The Chicago Cubs absolutely demolished the San Diego Padres on Wednesday, and the final score looks like a typo. It wasn’t. The Cubs won 23-3 at Wrigley Field, handing San Diego the worst loss in franchise history.

You have to go back to 1977 to find the last time Chicago scored 23 runs against the Padres. That game ended 23-6. This one was worse. The previous low point for San Diego came in September 2005, when the Rockies rolled to a 20-1 win. That mark now sits in second place.

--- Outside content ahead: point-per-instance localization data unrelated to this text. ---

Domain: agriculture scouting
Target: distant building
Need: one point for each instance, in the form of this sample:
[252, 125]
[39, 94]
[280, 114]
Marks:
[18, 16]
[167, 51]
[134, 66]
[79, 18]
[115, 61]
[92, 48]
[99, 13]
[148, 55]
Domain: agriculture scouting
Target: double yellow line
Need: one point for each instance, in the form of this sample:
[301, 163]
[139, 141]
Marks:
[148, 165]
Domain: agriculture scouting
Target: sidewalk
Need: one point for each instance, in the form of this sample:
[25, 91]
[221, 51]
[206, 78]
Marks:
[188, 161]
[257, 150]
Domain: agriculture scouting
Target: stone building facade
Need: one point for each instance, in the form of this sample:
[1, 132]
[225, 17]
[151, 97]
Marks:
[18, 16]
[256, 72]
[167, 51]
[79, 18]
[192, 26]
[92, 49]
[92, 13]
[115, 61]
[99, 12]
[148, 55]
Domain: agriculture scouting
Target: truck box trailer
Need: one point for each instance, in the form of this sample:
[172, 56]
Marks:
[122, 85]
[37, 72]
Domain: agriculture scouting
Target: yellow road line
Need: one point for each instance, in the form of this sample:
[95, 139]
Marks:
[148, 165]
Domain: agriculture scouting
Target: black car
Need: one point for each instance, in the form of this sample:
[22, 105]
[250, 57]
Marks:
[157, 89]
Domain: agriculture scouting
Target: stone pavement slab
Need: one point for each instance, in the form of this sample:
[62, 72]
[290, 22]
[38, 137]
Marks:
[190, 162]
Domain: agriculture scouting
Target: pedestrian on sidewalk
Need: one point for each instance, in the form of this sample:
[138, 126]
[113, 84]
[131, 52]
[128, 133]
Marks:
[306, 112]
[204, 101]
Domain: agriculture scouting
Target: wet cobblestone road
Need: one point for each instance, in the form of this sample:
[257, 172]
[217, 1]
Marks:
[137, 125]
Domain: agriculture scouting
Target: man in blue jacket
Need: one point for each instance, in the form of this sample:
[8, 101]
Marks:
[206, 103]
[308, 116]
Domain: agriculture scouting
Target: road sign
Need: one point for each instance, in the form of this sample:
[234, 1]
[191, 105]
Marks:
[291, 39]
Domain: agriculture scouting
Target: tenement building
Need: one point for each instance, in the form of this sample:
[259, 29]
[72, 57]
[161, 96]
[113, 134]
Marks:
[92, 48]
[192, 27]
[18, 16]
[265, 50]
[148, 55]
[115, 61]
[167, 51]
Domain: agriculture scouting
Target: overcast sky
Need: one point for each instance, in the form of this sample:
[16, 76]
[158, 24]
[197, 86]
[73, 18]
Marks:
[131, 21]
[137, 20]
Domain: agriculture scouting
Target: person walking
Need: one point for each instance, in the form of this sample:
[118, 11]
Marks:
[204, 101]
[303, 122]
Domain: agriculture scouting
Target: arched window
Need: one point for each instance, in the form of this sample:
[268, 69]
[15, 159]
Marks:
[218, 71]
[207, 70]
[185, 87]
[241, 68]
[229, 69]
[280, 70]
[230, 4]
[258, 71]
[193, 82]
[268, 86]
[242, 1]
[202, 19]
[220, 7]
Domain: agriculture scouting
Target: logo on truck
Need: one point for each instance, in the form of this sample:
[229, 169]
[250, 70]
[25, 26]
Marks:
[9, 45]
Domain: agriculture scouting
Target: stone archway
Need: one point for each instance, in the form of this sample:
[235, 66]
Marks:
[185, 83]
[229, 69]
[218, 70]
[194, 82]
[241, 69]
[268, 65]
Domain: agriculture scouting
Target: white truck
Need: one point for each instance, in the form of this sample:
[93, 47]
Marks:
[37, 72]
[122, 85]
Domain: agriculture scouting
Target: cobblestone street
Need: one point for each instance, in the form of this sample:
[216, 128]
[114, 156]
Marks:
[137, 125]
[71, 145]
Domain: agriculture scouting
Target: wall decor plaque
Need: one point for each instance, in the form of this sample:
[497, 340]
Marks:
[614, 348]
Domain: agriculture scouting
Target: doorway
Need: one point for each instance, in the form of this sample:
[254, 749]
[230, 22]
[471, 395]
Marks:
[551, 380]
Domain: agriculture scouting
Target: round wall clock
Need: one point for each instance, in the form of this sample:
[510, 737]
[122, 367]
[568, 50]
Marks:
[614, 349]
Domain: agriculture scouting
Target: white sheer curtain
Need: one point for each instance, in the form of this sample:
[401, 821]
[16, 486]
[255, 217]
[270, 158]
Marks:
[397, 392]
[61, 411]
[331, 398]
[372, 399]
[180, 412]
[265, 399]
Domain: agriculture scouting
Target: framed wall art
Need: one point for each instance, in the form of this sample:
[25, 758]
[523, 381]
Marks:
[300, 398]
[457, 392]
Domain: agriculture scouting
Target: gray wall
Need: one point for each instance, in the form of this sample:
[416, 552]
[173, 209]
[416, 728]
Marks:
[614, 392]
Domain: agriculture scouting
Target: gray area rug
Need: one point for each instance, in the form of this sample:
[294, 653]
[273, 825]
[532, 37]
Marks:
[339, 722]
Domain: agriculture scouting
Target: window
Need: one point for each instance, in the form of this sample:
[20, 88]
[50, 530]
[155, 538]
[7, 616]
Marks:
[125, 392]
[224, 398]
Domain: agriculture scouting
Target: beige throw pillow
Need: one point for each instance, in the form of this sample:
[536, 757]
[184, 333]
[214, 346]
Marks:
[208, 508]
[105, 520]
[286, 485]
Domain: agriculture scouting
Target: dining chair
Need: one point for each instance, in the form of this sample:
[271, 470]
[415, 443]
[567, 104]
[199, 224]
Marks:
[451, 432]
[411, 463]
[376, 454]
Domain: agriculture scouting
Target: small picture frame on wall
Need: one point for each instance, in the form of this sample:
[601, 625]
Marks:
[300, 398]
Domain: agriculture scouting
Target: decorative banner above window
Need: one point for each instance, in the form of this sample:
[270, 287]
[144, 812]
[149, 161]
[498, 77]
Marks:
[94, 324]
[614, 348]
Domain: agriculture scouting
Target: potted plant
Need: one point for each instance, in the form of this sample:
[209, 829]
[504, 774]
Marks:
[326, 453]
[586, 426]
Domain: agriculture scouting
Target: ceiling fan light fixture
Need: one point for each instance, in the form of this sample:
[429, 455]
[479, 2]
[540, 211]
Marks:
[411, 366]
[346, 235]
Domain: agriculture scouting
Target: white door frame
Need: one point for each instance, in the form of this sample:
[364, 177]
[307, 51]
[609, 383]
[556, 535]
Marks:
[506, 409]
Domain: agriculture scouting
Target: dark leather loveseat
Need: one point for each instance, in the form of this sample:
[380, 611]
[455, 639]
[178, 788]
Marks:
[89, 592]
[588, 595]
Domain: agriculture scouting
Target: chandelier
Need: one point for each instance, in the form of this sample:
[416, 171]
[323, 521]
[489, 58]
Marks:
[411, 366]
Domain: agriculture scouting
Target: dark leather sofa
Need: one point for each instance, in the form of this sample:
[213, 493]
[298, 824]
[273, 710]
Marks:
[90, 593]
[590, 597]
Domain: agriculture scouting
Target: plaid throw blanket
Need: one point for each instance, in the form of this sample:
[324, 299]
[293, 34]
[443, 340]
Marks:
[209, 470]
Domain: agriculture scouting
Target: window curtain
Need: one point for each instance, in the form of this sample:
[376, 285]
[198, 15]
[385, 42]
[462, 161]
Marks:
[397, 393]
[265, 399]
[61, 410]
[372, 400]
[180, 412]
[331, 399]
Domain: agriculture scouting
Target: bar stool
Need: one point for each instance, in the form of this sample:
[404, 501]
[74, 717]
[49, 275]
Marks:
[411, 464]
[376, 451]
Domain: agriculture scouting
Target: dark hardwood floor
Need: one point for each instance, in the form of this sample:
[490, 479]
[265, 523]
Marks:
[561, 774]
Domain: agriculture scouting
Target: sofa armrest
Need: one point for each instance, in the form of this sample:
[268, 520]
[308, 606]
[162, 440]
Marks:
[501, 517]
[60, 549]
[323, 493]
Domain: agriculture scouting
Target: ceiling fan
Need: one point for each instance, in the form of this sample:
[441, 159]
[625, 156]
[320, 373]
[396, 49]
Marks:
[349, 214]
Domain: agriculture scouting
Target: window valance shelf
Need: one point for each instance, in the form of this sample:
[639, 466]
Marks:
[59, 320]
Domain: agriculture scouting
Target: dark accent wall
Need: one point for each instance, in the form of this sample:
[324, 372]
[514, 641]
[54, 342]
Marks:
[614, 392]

The Cubs didn’t waste any time. Seiya Suzuki launched a three-run homer in the first inning to kick things off like a Fourth of July fireworks show. Dansby Swanson followed with a solo shot in the second, a 397-foot blast that made it 4-0. Miguel Amaya added an RBI single in the third to push the lead to 6-0. Then Swanson stepped in again. This time he crushed a two-run homer that traveled 434 feet. Chicago was up big and it wasn’t even the fifth inning yet.

(The Padres actually scored in the fifth, thanks to pitcher Sung-Mun Song hitting a solo homer that cleared the right-center field fence at 385 feet. Ty France later drove in Manny Machado with a ground-ball double. That made it 8-2 at the time. It didn’t matter.)

Chicago just kept piling on. By the time it was over, the Cubs had hung 23 runs on a Padres pitching staff that looked completely overwhelmed from the first pitch. San Diego dropped to 43-42 overall.

Fernando Tatis Jr. went 0-for-4 and never really threatened. Jake Cronenworth had three hits, which was nice, but it’s hard to celebrate much when your team loses by 20 runs. The Padres entered July with trade rumors swirling about their interest in Detroit’s Tarik Skubal, and games like this one make it pretty clear why they’d want another arm.

This isn’t the kind of history any franchise wants to make. But the Cubs sure enjoyed being on the right side of it.